In common terms, modifying arr inside the function will modify the original arr (a copy is not created).
Also, 1D arrays also aren't passed "automatically" by reference, it just appears so since they decay to pointers.
2 Comments
Shibli
So do I need to put "&" for a 2D array if I want to modify the passed array?
Luchian Grigore
@Shibli that's not at all what I said. A straight-forward answer is you can pass it without the reference and it will still be modified outside.

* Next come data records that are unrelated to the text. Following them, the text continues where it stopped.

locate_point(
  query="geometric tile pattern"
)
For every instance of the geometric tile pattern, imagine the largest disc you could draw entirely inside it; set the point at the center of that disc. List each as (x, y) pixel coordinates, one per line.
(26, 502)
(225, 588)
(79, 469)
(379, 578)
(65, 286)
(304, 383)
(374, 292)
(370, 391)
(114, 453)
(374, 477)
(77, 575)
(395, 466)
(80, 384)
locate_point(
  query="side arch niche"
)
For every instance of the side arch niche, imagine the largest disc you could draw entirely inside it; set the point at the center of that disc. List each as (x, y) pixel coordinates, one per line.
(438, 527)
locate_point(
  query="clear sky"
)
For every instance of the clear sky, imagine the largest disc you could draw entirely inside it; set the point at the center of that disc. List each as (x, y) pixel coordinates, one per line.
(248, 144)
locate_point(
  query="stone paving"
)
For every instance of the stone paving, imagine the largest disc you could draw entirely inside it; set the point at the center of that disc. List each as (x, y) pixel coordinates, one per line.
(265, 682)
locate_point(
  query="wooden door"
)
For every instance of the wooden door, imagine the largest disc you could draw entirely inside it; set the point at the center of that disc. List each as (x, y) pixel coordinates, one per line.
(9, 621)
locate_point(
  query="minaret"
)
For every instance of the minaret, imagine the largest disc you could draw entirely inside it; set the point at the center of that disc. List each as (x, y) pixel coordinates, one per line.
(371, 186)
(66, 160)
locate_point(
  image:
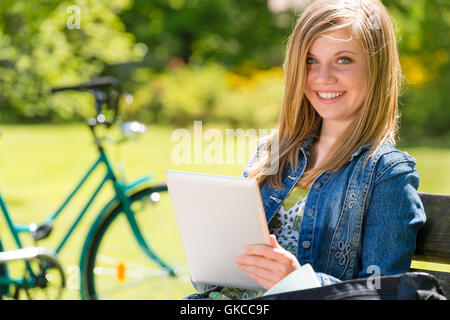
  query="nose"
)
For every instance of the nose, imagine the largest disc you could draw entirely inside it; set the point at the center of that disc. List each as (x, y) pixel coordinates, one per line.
(325, 75)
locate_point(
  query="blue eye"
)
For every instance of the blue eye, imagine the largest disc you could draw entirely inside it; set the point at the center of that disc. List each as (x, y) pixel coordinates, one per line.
(348, 59)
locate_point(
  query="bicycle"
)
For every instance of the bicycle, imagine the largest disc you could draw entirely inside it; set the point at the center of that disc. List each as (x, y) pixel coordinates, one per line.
(106, 271)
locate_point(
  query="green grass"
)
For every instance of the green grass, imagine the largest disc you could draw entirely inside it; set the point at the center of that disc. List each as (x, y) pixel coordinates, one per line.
(40, 165)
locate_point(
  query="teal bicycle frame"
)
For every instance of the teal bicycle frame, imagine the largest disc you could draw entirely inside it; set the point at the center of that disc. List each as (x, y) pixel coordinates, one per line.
(121, 195)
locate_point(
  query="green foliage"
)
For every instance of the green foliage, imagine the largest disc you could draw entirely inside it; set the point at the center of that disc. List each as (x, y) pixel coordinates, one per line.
(180, 59)
(40, 51)
(209, 93)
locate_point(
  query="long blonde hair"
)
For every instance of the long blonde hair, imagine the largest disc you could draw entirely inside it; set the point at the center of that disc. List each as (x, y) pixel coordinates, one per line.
(376, 121)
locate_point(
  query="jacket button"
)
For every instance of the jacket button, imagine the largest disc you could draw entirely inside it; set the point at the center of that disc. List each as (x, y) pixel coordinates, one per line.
(306, 244)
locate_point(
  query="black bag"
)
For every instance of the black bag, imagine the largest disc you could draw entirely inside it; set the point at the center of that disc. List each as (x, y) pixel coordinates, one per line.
(405, 286)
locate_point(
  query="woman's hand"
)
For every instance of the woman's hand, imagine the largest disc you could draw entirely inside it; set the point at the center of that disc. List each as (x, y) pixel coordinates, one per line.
(267, 265)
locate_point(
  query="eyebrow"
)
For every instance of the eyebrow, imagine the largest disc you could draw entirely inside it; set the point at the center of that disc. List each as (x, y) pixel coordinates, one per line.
(337, 53)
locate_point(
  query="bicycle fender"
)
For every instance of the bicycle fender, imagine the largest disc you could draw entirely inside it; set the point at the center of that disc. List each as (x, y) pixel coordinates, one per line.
(106, 209)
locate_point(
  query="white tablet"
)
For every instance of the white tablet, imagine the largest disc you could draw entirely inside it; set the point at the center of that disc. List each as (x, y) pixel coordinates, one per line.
(217, 217)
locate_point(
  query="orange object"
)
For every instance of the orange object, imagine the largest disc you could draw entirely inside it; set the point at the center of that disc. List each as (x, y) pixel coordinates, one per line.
(121, 271)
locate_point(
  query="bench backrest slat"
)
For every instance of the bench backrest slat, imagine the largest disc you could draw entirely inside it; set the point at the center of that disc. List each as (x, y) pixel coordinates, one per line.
(433, 241)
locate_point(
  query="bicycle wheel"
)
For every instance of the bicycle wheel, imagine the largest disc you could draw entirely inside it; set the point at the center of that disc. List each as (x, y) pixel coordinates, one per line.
(117, 267)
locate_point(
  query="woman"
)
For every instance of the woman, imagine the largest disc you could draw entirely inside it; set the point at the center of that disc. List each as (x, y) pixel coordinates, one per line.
(344, 198)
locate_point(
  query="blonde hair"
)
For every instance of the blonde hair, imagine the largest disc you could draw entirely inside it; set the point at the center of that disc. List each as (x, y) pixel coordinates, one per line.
(376, 121)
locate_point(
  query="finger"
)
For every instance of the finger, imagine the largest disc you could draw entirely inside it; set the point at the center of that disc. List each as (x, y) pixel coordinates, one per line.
(261, 262)
(274, 242)
(263, 282)
(277, 254)
(262, 276)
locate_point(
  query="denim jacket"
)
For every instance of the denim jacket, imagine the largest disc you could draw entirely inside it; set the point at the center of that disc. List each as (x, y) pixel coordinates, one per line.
(357, 220)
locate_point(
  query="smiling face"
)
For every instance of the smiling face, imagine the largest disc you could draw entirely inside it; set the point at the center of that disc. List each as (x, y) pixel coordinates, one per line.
(337, 77)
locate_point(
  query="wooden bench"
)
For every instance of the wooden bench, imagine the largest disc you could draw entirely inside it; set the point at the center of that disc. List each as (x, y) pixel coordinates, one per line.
(432, 253)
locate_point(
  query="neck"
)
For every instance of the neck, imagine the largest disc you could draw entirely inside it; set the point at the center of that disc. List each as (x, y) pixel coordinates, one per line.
(331, 131)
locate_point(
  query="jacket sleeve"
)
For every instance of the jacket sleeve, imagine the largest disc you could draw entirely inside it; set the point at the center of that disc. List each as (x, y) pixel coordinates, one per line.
(395, 214)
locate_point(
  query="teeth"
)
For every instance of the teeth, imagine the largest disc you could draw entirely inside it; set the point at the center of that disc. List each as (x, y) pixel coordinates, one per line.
(330, 95)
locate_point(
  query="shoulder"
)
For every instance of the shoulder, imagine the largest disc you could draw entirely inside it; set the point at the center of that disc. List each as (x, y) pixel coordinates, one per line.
(392, 162)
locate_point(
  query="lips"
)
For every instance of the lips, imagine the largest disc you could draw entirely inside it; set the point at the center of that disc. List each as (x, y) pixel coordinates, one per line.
(329, 96)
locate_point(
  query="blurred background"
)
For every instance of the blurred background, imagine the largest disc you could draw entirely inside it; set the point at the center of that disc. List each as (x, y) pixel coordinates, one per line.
(218, 61)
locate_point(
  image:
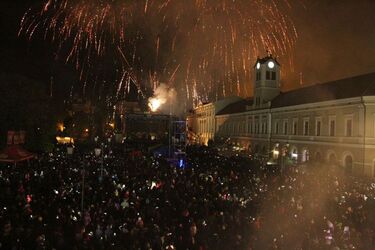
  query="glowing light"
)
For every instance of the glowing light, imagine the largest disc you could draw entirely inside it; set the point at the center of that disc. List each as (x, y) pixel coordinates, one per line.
(276, 153)
(154, 104)
(271, 65)
(64, 140)
(60, 127)
(204, 42)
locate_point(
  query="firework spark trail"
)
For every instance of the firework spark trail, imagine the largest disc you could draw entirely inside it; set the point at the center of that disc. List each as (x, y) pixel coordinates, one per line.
(212, 41)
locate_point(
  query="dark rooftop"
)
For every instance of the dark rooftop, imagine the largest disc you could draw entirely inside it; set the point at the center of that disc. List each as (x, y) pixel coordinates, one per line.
(340, 89)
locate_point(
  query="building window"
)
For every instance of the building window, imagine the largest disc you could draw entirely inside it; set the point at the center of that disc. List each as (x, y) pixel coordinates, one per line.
(305, 127)
(349, 127)
(295, 127)
(277, 128)
(265, 128)
(268, 75)
(258, 76)
(318, 127)
(285, 127)
(273, 75)
(332, 127)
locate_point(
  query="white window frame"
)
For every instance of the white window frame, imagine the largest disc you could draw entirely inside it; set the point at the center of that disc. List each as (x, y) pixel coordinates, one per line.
(318, 119)
(295, 126)
(349, 118)
(306, 132)
(285, 125)
(332, 118)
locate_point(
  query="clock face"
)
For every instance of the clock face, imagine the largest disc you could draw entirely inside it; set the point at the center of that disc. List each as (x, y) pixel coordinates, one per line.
(271, 65)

But try to understand the answer as it will be much more helpful in the long-run.
If you really want to pass the array by reference it would need to be:
void fnc(int (&arr)[5][5]); Without the inner parentheses, as Mr Anubis says, you will be attempting to pass an array of references which is unlikely to be helpful.
Normally one would just write
void fnc(int arr[][5]); (You could write arr[5][5], but the first 5 is ignored which can cause confusion.)
This passes the address of the array, rather than the array itself, which I think is what you are trying to achieve.
You should also consider a vector of vectors or other higher-level data structure; raw arrays have many traps for the unwary.
int& arr[5][5]->arris two dim array of type int ref , did you want that?